2. Im Streitfall war die laut PZU am 7. Januar 1982 bewirkte Zustellung der Einspruchsentscheidung wirksam. Dazu ist von § 2 VwZG auszugehen. Danach besteht die Zustellung in der Übergabe eines Schriftstückes in Urschrift, Ausfertigung oder beglaubigter Abschrift oder in dem Vorlegen der Urschrift. Die nach § 3 Abs. 2 VwZG vorgeschriebene Beurkundung der Zustellung und die dabei gemäß § 195 Abs. 2 ZPO zu beachtenden Formerfordernisse berühren nicht die Tatbestandsverwirklichung des § 2 VwZG, sondern nur die Beurkundung des Zustellungsvorgangs. Werden deshalb die in § 195 Abs. 2 ZPO niedergelegten Formerfordernisse nicht beachtet, so ist die dennoch bewirkte Zustellung rechtswirksam. Dies gilt sowohl dann, wenn der Postbedienstete es unterläßt, den Tag der Zustellung auf der Sendung zu vermerken, als auch dann, wenn er ein falsches Datum als Tag der Zustellung auf der Sendung vermerkt. Der erkennende Senat schließt sich der Auffassung des Gemeinsamen Senats der obersten Gerichtshöfe des Bundes in BFHE 121, 1, BStBl II 1977, 275 an.

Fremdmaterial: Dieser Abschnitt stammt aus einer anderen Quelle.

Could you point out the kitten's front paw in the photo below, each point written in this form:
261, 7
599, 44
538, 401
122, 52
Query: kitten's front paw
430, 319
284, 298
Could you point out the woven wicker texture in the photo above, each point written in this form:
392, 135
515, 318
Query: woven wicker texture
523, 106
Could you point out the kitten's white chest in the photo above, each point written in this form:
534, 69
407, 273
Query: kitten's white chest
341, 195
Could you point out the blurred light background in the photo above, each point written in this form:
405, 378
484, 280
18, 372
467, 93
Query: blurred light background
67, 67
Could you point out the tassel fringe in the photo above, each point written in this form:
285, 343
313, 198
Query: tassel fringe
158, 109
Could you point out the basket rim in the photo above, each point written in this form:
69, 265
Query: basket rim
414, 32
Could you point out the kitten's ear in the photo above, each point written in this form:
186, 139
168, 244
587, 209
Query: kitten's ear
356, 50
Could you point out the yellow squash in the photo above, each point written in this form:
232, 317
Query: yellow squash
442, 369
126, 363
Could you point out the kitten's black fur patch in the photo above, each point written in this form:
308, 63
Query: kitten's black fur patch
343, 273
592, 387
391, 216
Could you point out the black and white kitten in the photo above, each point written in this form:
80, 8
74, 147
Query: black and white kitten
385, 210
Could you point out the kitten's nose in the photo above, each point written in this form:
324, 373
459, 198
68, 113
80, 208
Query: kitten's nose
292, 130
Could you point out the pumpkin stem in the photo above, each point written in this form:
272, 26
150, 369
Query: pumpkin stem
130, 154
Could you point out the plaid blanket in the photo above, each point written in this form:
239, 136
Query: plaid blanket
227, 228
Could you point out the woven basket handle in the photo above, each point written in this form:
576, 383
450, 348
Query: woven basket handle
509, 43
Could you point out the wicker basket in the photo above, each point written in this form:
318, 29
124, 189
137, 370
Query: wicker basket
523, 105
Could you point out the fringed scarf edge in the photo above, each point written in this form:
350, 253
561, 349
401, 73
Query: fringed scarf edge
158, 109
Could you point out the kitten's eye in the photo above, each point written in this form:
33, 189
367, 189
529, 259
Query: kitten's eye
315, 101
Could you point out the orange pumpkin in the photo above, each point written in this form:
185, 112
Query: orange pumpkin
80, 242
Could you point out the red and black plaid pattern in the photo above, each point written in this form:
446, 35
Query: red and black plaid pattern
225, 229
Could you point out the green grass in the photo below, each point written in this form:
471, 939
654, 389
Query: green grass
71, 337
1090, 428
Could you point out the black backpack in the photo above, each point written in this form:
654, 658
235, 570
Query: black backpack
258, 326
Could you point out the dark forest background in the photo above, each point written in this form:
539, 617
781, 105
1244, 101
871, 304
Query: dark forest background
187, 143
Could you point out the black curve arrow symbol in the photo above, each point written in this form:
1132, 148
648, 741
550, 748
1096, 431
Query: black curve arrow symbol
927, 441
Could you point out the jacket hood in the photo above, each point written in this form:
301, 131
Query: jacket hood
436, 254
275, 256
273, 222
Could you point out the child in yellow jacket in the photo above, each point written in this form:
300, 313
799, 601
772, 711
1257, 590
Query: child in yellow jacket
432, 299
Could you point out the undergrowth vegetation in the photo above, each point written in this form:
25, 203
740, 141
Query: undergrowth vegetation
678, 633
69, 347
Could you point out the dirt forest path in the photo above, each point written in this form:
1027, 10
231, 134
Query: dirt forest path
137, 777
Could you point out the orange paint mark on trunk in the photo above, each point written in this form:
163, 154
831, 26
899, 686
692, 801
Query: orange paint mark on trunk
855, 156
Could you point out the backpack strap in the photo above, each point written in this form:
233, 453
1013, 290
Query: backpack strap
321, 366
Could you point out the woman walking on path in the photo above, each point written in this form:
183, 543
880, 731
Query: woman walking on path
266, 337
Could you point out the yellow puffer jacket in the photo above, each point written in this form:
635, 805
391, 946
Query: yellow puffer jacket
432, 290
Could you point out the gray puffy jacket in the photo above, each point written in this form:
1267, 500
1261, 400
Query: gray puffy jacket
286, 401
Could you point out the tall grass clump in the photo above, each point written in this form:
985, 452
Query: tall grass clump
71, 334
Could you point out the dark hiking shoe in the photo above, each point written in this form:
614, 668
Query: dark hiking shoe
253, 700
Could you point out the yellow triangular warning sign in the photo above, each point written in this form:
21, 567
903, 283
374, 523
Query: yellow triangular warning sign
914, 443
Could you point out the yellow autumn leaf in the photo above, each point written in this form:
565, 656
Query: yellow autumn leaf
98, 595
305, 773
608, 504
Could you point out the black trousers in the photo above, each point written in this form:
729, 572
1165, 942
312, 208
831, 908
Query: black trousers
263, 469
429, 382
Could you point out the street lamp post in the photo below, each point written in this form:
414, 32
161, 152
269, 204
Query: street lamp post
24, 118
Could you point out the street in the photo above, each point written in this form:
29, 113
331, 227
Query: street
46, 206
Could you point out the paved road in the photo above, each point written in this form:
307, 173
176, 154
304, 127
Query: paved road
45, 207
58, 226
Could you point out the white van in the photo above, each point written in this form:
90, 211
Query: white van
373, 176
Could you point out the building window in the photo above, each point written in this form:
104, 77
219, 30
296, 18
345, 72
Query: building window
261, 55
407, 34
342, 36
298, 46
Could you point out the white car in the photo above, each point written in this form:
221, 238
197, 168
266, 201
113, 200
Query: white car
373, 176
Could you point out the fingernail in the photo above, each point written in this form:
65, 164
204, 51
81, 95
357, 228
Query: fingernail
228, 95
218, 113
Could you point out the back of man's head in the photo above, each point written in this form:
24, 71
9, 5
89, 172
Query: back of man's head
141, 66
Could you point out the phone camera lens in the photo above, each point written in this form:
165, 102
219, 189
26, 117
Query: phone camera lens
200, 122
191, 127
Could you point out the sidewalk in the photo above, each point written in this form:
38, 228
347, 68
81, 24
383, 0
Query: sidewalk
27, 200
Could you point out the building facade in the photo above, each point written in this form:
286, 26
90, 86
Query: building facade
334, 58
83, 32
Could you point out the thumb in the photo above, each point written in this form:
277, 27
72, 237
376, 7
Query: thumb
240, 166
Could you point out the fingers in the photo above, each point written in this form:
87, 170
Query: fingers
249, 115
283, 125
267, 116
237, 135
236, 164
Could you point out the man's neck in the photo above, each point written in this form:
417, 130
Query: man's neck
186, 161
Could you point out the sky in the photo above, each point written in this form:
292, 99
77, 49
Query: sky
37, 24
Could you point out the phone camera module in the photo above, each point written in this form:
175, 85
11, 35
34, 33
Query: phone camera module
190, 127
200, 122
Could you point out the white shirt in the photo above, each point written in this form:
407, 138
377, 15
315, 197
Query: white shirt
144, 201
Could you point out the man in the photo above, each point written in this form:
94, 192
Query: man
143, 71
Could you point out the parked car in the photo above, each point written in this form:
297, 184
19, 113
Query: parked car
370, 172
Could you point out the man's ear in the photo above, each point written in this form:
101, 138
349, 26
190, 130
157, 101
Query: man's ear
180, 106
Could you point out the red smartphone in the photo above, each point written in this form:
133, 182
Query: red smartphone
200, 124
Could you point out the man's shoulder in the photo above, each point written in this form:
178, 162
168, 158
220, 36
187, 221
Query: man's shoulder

3. Die am 7. Januar 1982 bewirkte Zustellung der Einspruchsentscheidung hat jedoch die Klagefrist des § 47 Abs. 1 Satz 1 FGO nicht wirksam in Lauf gesetzt.

a) Dazu ist von § 195 Abs. 2 ZPO auszugehen, der sich als Sondervorschrift zu § 190 ZPO darstellt. Die Vorschrift enthält zwingende Gebote an den die Zustellung Ausführenden (vgl. Entscheidung des Gemeinsamen Senats der obersten Gerichtshöfe des Bundes in BFHE 121, 1 ff., BStBl II 1977, 275). Danach ist von dem zustellenden Postbediensteten eine Zustellungsurkunde aufzunehmen, in der bezeugt sein muß, daß die ihrer Anschrift und ihrer Geschäftsnummer nach bezeichnete Sendung sowie die Abschrift der Zustellungsurkunde übergeben worden sind. Die Übergabe der Abschrift der Zustellungsurkunde kann dadurch ersetzt werden, daß der Postbedienstete den Tag der Zustellung auf der Sendung vermerkt. Auch dies muß er urkundlich bezeugen.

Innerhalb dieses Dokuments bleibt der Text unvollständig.